When we last left off, we discussed hash codes - *a small unique identifier for an item based on its properties or features*. There are many different ways to calculate unique identifiers for items. These different ways are called *Hash Algorithms*. Each serves a different purpose, but some popular ones right now are are MD5, SHA1, and SHA256. Why so many? The reason is security. Our last post finished with the question:

Using hash codes for simple content verification is one thing. But what if an attacker is trying to trick you with hash code collisions? For example, can you use that Visual Studio download if it’s from your worst enemy – but the hash code still matches? It depends on the algorithm!

The security industry first started touching on the importance of “secure” hash algorithms in the 1970s. There were a flurry of proposals in the 80s that were immediately dismissed with security problems, but one called “MD5” was introduced in the early 90s that seemed like it might last the test of time. In 2004, however, advances in security research found issues in MD5 – thus “breaking MD5”. While you can still use MD5 just fine when security is not a concern, you cannot trust a version of Visual Studio from your enemy just because the MD5 hash value matches.
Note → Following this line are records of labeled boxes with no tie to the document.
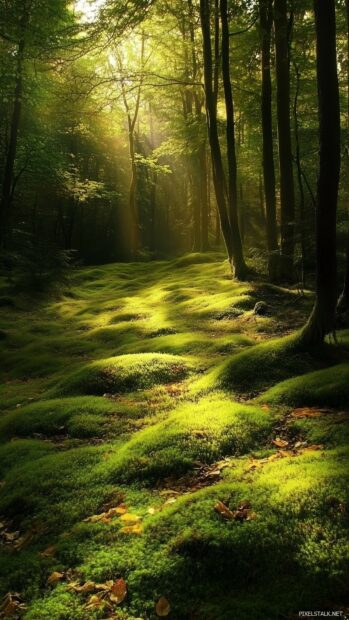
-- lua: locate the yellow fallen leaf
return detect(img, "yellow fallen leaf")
[155,596,171,617]
[47,571,64,585]
[109,579,127,605]
[120,512,141,525]
[271,438,288,448]
[86,594,104,609]
[39,545,56,558]
[120,523,143,535]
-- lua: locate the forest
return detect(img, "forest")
[0,0,349,620]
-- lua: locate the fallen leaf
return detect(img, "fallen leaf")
[120,523,143,535]
[292,407,324,418]
[0,592,26,618]
[86,594,105,609]
[39,545,57,558]
[110,579,127,605]
[47,571,64,585]
[164,497,177,506]
[71,581,96,594]
[302,443,324,452]
[120,512,141,525]
[155,596,171,617]
[271,438,289,448]
[214,500,234,521]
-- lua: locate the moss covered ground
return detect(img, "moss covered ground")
[0,254,349,620]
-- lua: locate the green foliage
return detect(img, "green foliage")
[0,254,349,620]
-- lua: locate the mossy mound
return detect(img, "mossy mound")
[52,353,193,396]
[109,395,275,482]
[259,363,349,407]
[24,450,349,620]
[217,335,340,394]
[0,396,144,441]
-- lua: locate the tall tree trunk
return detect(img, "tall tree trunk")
[274,0,295,279]
[337,0,349,315]
[220,0,246,279]
[293,60,307,285]
[199,142,209,252]
[0,8,29,247]
[259,0,279,282]
[200,0,233,268]
[302,0,340,345]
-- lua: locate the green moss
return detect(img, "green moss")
[217,335,339,393]
[0,253,349,620]
[0,396,144,440]
[260,363,349,407]
[52,353,192,395]
[105,395,274,481]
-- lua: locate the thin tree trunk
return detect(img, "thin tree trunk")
[274,0,295,280]
[220,0,247,279]
[200,0,233,264]
[259,0,279,282]
[293,60,307,285]
[337,0,349,314]
[0,8,29,247]
[302,0,340,345]
[199,142,209,252]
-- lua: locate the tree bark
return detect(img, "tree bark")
[274,0,295,280]
[200,0,233,268]
[337,0,349,315]
[220,0,247,279]
[259,0,279,282]
[301,0,340,345]
[0,2,29,247]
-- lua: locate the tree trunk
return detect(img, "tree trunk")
[293,65,307,286]
[301,0,340,345]
[220,0,246,279]
[200,0,233,268]
[274,0,295,280]
[259,0,279,282]
[337,0,349,315]
[199,142,209,252]
[0,9,29,247]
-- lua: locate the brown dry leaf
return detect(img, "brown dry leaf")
[13,531,34,551]
[2,532,19,543]
[148,506,159,515]
[155,596,171,617]
[47,571,64,585]
[164,497,177,506]
[0,592,26,618]
[95,579,114,592]
[279,450,295,458]
[84,512,107,523]
[109,579,127,605]
[38,545,57,558]
[247,460,263,471]
[271,438,289,448]
[302,443,324,452]
[72,581,96,594]
[214,500,235,521]
[292,407,324,418]
[86,594,105,609]
[120,512,141,525]
[120,523,143,535]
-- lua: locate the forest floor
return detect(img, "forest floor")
[0,254,349,620]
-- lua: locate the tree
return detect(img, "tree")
[220,0,246,279]
[200,0,246,279]
[274,0,295,280]
[301,0,340,345]
[259,0,279,282]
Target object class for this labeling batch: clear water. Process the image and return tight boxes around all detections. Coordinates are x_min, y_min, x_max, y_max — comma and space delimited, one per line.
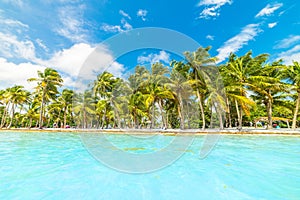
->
0, 132, 300, 200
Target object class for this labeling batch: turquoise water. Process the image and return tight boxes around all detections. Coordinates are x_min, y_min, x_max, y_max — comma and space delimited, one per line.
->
0, 132, 300, 200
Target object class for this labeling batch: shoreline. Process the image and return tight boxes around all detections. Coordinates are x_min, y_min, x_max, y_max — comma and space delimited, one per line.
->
0, 128, 300, 136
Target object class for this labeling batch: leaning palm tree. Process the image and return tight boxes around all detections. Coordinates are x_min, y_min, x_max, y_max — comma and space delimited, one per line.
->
143, 63, 170, 128
221, 51, 268, 129
252, 61, 288, 129
167, 61, 192, 129
58, 89, 74, 128
184, 46, 217, 129
28, 68, 63, 129
7, 86, 30, 128
282, 61, 300, 129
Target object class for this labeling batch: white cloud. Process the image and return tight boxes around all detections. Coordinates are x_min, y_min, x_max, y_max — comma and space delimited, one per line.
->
101, 18, 132, 33
55, 5, 87, 42
35, 38, 49, 52
0, 32, 36, 60
0, 43, 124, 89
206, 35, 215, 40
0, 17, 29, 29
268, 22, 277, 28
198, 0, 233, 19
217, 24, 262, 62
136, 9, 148, 21
43, 43, 124, 83
119, 10, 131, 19
255, 3, 283, 17
278, 44, 300, 65
137, 51, 170, 64
274, 35, 300, 49
3, 0, 24, 8
0, 57, 45, 90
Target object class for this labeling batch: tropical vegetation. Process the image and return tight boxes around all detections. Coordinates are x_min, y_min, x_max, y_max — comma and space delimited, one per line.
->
0, 47, 300, 129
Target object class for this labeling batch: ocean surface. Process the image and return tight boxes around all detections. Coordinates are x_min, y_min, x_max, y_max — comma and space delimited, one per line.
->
0, 132, 300, 200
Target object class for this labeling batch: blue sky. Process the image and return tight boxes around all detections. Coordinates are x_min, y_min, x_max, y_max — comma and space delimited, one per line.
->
0, 0, 300, 88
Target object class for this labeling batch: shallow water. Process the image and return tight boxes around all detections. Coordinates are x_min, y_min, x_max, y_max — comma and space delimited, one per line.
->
0, 132, 300, 199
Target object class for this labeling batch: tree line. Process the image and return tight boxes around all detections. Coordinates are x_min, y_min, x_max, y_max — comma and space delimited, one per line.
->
0, 47, 300, 129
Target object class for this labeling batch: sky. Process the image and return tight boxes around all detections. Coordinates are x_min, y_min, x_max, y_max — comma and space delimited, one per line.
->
0, 0, 300, 89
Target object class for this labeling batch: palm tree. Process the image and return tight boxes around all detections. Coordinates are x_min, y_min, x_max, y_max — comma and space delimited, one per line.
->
7, 86, 30, 128
73, 90, 97, 128
143, 63, 172, 128
58, 89, 74, 128
167, 61, 192, 129
221, 51, 268, 129
184, 46, 217, 129
282, 61, 300, 129
28, 68, 63, 129
254, 60, 288, 129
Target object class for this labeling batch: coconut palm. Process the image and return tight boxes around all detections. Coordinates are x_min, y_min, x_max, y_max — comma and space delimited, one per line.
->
7, 86, 30, 128
184, 46, 217, 129
143, 63, 172, 128
282, 61, 300, 129
167, 61, 192, 129
221, 51, 268, 129
254, 61, 288, 129
28, 68, 63, 129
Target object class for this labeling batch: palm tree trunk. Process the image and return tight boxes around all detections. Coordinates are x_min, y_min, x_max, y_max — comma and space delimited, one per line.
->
158, 99, 166, 128
63, 107, 67, 128
234, 100, 243, 130
0, 103, 10, 128
267, 99, 273, 129
39, 92, 45, 129
28, 118, 32, 128
150, 101, 155, 128
7, 104, 15, 128
177, 94, 184, 129
226, 98, 232, 128
292, 92, 300, 129
196, 89, 206, 130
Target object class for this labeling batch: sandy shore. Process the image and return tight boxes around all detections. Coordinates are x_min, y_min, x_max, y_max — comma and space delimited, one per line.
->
0, 128, 300, 136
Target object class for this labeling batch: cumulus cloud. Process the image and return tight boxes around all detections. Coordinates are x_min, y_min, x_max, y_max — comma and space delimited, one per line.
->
278, 45, 300, 65
101, 18, 132, 33
274, 35, 300, 49
119, 10, 131, 19
3, 0, 24, 8
198, 0, 233, 19
55, 5, 87, 42
136, 9, 148, 21
43, 43, 123, 80
0, 43, 124, 89
206, 35, 215, 40
0, 32, 36, 60
217, 24, 262, 62
137, 51, 170, 64
35, 38, 49, 52
268, 22, 277, 28
255, 3, 283, 17
0, 17, 29, 29
0, 57, 45, 90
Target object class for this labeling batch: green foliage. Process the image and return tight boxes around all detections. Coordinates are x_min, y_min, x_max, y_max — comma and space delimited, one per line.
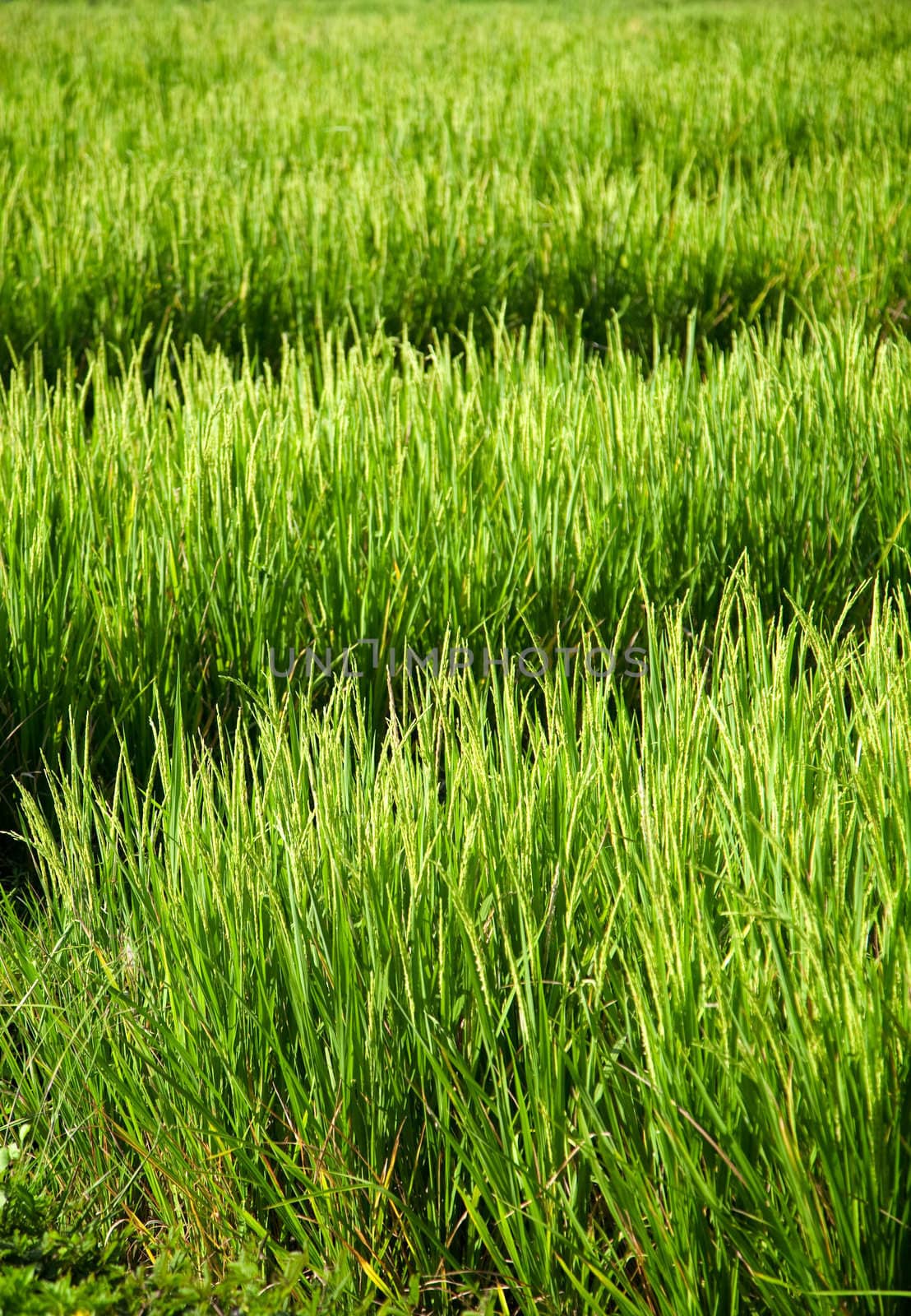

Here are the four features of an ideal cryptographic hash algorithm:

- it is easy (but not necessarily quick) to compute the hash value for any given message
- it is infeasible to generate a message that has a given hash
- it is infeasible to modify a message without changing the hash
- it is infeasible to find two different messages with the same hash

If you get #2, then for the most part you get #3 and #4 automatically. How does one “break” a hash algorithm? Let’s take a look a a few from the .NET Framework for an interesting exercise in reverse engineering. As a background, every object in the .NET Framework supports a method called “GetHashCode()”. It does a good job of returning a small random(ish) identifier for an object, so it is used primarily for putting objects into hash tables. This method returns a 32-bit integer, and is **not** designed for security purposes:

```
public virtual int GetHashCode()
```

The HashAlgorithm class **is** designed for security purposes, however, and should be used when security is a concern. We won’t use that class as an example, because if I can break that class in this blog, then it wouldn’t be in the .NET Framework!

## Breaking Int32

Let’s see how this works on integers, and see how it would fare as a cryptographic hash algorithm:

`PS > (1).GetHashCode() 1 PS > (2).GetHashCode() 2 PS > (1337).GetHashCode() 1337 PS > (-1337).GetHashCode() -1337`

I think we see a pattern :) It looks like .NET is returning our input right back at us. It’s a sure way to prevent collisions, that’s for sure! If we open Int32.GetHashCode() in .NET Reflector (or ILSpy), we can see why:

```
public override int GetHashCode()
{
return this;
}
```

The score sheet?

- ✅ it is easy to compute the hash value for any given message
- ❌ it is infeasible to generate a message that has a given hash
- ✅ it is infeasible to modify a message without changing the hash
- ✅ it is infeasible to find two different messages with the same hash

Not bad, but you can’t do much with just integers.

## Breaking Int64

That wasn’t too challenging to break. What about Int64? That doesn’t fit in 32 bits by definition, so let’s see if there is any pattern:

```
PS > ([Int64] 1).GetHashCode()
1
PS > ([Int64] 1337).GetHashCode()
1337
PS > ([Int64] 12345678987654321).GetHashCode()
1656367333
```

For “low” numbers (below 32 bits?) it seems to be the same as the input number. After that, not quite sure. We can’t break this one by intuition. Let’s see the source:

```
public override int GetHashCode()
{
return (int)this ^ (int)(this >> 32);
}
```

What the .NET Framework is doing here is pretty simple:

(

int)thisTakes the lower 32-bits of the 64-bit number.

(

int)(this>>32)Shifts the number to the right by 32 places, and then takes the lower 32 bits of the number. That is the same thing as taking the upper 32 bits of the number.

(

int)this^(int)(this>>32)Uses the binary XOR operator to combine the upper 32 bits and the lower 32 bits.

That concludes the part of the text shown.